The technical field of this invention is low power computer memory and particularly selectively powered cache memory.
The microprocessors used in current personal computers operate upon data at very high speeds. This is particularly true for superscalar microprocessors that can operate on more than one instruction at a time. It is not economically feasible to construct the entire computer memory system to operate at the same rate as the microprocessor. Further, it is not necessary to construct such a memory system. Microprocessors employ data or instruction caches based upon an assumption of locality. Having once referenced particular data or a particular instruction from main memory, it is normally the case that nearby data or instructions will be referenced again in the near future. It is feasible to construct a small and fast memory to temporarily store such data or instructions. This small fast memory is called a cache. It is typical to recall data from the main memory in minimum sizes larger than the minimum addressable memory size. Such memory recalls may be via a data bus wider than the minimum addressable data size or via bursts of plural memory accesses or both. Such recall of adjacent data also serves the locality assumption by recalling from nearby addresses that are likely to be referenced in the near future. Memory caches store their data with an indication of the corresponding main memory address.
Each memory reference by the microprocessor is tested against these cache address indications to determine if the referenced address is cached. If the referenced address is stored in the cache, called a cache hit, then the memory access takes place within the cache rather than the main memory. Since memory access to the cache is faster than access to the main memory, each cache hit represents a gain in memory access speed. Note that such memory accesses may be made for both reads of the memory and writes to the memory. If the referenced address is not stored in the cache, called a cache miss, then the main memory must be accessed. In a read access, the microprocessor operation unit needing the data must stall until the data is returned from the slower main memory. When recalled, this main memory data is both supplied to the requesting microprocessor operation unit and stored in the cache.
With the need for larger cache memories that operate a higher speeds, power consumption becomes a problem. In CMOS circuits the electric power consumed is directly proportional to both the operational speed and the number of circuits. Accordingly, there is a need in the art for additional techniques for reducing electrical power consumption of cache memories.
This invention is memory system including plural memory banks. The memory banks are logically disposed into an array of X rows and Y columns.
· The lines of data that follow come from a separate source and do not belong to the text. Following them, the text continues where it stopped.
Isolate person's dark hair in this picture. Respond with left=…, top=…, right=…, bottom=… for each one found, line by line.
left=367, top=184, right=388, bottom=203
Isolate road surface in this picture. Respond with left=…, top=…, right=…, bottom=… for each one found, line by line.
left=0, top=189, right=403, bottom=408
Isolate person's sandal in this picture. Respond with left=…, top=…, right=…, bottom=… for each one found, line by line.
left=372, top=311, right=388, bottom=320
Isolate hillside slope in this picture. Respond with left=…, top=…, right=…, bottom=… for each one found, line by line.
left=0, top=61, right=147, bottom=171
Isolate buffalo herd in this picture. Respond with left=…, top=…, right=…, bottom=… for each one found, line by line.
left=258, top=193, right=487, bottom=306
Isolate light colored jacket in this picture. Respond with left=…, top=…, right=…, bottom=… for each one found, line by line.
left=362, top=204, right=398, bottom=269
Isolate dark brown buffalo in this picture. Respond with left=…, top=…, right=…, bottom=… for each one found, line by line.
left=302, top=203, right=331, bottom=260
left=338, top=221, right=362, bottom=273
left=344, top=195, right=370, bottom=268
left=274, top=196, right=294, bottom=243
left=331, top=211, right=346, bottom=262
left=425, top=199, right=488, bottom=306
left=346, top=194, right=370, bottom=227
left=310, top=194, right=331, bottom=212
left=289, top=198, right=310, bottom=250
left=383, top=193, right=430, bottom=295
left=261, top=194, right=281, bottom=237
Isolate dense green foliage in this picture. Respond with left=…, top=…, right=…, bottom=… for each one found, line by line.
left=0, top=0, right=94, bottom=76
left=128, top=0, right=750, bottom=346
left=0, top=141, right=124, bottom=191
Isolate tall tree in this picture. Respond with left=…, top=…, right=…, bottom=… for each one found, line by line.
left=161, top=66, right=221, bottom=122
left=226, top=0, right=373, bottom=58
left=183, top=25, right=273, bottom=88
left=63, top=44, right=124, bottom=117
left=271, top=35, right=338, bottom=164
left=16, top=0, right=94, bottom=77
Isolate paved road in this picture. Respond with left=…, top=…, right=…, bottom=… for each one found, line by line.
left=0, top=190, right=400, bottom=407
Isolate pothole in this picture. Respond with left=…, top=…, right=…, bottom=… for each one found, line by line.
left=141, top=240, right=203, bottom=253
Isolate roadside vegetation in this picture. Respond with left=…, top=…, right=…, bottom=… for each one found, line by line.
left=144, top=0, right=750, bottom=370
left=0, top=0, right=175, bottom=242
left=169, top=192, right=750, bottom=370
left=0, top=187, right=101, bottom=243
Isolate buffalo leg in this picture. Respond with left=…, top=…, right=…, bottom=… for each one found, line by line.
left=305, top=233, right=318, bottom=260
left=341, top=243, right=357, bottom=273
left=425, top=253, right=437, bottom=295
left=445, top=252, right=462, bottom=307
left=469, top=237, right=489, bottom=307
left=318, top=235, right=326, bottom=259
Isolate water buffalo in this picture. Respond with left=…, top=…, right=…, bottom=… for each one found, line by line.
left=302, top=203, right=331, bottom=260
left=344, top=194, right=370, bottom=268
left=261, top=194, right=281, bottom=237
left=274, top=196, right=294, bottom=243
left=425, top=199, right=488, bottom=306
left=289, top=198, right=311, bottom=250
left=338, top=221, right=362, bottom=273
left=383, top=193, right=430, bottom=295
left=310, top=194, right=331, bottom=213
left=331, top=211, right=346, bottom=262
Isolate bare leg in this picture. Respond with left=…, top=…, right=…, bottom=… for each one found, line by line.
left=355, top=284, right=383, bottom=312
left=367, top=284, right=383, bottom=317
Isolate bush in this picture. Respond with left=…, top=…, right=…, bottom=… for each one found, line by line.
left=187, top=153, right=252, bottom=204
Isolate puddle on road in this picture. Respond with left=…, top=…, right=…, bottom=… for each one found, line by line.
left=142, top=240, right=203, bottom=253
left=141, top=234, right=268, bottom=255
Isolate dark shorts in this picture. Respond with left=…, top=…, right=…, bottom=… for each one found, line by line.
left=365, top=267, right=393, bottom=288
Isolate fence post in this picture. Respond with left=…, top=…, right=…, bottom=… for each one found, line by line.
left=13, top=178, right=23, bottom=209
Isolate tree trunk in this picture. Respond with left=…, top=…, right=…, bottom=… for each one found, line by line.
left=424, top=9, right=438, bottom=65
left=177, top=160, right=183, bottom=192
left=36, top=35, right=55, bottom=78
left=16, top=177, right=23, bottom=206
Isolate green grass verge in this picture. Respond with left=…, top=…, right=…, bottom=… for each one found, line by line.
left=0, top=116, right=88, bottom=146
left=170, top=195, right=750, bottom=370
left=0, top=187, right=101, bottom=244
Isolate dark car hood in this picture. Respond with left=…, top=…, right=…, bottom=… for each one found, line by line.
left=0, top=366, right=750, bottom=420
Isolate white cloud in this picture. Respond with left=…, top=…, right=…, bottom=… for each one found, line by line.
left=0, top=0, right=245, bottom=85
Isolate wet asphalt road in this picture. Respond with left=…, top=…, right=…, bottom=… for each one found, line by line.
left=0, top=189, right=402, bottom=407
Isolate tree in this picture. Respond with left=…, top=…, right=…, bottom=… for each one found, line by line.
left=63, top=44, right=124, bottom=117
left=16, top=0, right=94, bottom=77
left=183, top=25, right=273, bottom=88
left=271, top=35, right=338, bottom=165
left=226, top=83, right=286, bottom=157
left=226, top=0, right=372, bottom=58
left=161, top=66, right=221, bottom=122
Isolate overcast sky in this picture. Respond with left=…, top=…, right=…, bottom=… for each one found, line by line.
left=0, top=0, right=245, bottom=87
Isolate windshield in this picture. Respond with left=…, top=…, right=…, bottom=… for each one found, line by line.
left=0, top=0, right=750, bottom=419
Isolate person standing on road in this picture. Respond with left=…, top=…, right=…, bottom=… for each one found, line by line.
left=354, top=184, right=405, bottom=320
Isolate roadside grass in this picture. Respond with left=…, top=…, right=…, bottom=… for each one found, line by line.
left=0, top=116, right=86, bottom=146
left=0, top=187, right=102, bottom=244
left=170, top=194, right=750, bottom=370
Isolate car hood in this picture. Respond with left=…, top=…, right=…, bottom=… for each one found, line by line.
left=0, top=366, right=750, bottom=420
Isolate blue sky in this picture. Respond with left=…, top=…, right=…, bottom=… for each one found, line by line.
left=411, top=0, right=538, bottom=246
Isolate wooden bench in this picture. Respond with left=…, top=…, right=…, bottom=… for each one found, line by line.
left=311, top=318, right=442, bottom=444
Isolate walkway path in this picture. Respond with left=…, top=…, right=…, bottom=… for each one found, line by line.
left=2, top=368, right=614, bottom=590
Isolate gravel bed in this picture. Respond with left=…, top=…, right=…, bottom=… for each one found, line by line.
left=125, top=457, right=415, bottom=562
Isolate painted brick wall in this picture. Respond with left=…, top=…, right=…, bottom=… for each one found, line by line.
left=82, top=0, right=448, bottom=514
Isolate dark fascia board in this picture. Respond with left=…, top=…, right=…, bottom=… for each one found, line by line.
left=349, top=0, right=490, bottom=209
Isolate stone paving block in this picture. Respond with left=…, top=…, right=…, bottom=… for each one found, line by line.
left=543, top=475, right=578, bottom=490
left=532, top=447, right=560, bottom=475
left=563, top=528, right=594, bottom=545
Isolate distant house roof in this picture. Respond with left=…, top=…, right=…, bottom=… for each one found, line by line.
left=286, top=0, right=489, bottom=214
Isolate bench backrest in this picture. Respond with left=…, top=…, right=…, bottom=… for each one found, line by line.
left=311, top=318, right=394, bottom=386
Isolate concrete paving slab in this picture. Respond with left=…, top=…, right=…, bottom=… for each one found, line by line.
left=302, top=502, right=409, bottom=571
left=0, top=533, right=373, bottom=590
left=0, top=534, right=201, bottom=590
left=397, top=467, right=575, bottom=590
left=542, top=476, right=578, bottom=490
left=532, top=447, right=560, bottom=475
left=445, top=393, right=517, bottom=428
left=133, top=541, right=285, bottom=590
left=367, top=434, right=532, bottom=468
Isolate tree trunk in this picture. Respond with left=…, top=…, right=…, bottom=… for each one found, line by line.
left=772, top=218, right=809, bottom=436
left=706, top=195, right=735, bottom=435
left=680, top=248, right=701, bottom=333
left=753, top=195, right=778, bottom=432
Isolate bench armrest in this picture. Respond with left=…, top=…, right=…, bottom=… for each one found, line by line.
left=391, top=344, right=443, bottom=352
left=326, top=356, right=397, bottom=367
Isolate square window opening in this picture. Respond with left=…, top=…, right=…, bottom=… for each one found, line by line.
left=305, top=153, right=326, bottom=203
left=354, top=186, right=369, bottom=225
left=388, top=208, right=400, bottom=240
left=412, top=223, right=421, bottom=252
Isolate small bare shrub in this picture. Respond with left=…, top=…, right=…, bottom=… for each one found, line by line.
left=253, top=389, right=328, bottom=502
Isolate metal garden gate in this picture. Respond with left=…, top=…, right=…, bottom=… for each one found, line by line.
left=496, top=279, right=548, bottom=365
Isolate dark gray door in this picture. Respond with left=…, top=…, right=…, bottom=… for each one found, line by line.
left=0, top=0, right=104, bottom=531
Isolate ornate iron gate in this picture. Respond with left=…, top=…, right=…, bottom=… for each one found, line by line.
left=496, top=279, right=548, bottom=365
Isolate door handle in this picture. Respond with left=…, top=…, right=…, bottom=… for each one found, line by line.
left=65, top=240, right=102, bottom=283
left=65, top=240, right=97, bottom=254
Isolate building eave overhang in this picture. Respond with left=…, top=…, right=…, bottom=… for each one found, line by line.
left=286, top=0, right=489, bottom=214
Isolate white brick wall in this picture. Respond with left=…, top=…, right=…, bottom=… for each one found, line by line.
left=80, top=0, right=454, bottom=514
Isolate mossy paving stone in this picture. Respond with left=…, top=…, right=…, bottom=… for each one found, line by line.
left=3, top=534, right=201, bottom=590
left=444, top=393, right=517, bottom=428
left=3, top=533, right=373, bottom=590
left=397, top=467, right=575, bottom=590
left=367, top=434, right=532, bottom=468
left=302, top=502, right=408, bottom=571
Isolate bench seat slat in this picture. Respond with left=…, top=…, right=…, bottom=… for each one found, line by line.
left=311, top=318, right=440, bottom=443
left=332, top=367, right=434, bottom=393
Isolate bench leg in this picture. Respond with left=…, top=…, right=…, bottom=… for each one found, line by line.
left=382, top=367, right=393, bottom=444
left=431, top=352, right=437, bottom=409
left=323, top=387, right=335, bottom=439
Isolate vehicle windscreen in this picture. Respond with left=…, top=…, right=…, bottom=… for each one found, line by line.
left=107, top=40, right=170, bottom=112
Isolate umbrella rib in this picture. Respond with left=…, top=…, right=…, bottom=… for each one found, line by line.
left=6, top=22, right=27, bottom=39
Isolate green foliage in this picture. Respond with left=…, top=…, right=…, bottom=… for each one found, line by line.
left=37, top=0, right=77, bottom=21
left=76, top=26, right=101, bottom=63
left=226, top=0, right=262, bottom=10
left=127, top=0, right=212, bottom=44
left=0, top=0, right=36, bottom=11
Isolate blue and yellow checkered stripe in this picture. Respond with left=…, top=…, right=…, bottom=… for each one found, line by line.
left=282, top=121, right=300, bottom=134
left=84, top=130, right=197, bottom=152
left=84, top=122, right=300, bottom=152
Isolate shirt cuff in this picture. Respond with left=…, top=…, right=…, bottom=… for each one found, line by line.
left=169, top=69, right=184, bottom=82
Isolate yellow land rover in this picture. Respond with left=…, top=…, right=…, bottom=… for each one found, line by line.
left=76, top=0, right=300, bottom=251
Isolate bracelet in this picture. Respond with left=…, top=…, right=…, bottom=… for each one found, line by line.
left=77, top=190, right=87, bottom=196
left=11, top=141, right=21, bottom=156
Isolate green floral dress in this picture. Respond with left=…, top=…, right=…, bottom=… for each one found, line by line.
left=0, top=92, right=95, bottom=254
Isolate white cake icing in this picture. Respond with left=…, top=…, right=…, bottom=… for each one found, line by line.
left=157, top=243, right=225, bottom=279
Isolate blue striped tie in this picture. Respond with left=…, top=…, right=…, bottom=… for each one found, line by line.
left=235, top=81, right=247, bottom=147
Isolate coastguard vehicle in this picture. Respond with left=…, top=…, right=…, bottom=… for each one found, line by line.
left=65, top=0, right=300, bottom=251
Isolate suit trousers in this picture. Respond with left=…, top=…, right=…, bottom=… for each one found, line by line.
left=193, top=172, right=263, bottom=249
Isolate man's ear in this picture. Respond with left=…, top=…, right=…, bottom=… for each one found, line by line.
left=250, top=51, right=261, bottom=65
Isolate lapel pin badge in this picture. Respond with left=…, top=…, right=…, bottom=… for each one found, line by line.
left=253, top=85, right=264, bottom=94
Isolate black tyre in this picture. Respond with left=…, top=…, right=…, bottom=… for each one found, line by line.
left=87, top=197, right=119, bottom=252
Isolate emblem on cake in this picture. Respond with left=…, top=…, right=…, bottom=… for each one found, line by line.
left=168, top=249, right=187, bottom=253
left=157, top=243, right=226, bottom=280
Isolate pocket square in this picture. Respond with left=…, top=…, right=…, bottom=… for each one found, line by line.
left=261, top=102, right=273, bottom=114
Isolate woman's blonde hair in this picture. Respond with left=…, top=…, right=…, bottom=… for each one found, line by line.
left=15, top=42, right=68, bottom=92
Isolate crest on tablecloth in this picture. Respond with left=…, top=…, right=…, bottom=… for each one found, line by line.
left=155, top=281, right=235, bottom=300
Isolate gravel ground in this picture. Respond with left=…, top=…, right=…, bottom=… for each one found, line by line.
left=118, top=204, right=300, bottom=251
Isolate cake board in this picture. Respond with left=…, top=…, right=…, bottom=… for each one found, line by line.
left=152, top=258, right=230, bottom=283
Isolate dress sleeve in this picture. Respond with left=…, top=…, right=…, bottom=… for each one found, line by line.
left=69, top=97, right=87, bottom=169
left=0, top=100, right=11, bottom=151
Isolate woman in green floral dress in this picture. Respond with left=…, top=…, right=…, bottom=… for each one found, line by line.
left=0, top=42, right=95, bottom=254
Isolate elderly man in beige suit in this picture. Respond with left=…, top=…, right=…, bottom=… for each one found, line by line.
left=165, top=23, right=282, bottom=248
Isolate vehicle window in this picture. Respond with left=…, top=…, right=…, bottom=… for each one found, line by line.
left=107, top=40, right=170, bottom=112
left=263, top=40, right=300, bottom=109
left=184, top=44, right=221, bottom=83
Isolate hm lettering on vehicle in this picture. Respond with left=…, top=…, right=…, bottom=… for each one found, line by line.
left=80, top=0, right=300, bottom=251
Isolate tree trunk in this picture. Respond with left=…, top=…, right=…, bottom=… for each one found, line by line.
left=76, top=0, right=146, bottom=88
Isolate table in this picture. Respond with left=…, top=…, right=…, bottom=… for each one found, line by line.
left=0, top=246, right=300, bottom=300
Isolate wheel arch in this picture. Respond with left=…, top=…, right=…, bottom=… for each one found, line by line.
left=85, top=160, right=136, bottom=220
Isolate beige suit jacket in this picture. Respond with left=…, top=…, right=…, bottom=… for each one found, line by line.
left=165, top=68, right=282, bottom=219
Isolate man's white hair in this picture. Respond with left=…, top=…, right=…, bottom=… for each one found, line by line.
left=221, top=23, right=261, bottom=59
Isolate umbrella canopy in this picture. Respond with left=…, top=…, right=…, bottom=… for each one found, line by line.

A first decoder selectively powers one of the Y columns corresponding to a first predetermined set of address bits. A second decoder selectively powers one of the X rows corresponding to a second predetermined set of address bits. A first plurality of multiplexers connected to the data busses of memory banks of a corresponding column selects the data bus of said selected row. A second multiplexer connected to each of the first multiplexers selects one of the columns. Thus one of the plural memory banks is powered and selected for memory access corresponding to the first and second predetermined sets of bits of the received address.
This memory system is preferably a cache memory. The cache memory also includes a further column of X rows of memory banks storing cache addresses and cache control data including at least a cache valid tag. A third multiplexer connected to the data busses of the further column selects one row corresponding to the second predetermined set of address bits. A valid and equal unit indicates whether data received from the third multiplexer includes a cache valid tag indicating a valid address and a cache address matching the received address. This indicates a cache hit.
The memory system preferably includes a table look aside buffer translating a predetermined number of most significant address bits from a virtual address to a physical address. A third predetermined set of address bits including at least one translated bit and one untranslated bit addresses the selected row of the further column of memory banks. These third predetermined set of address bits are preferably translated by a micro table look aside buffer.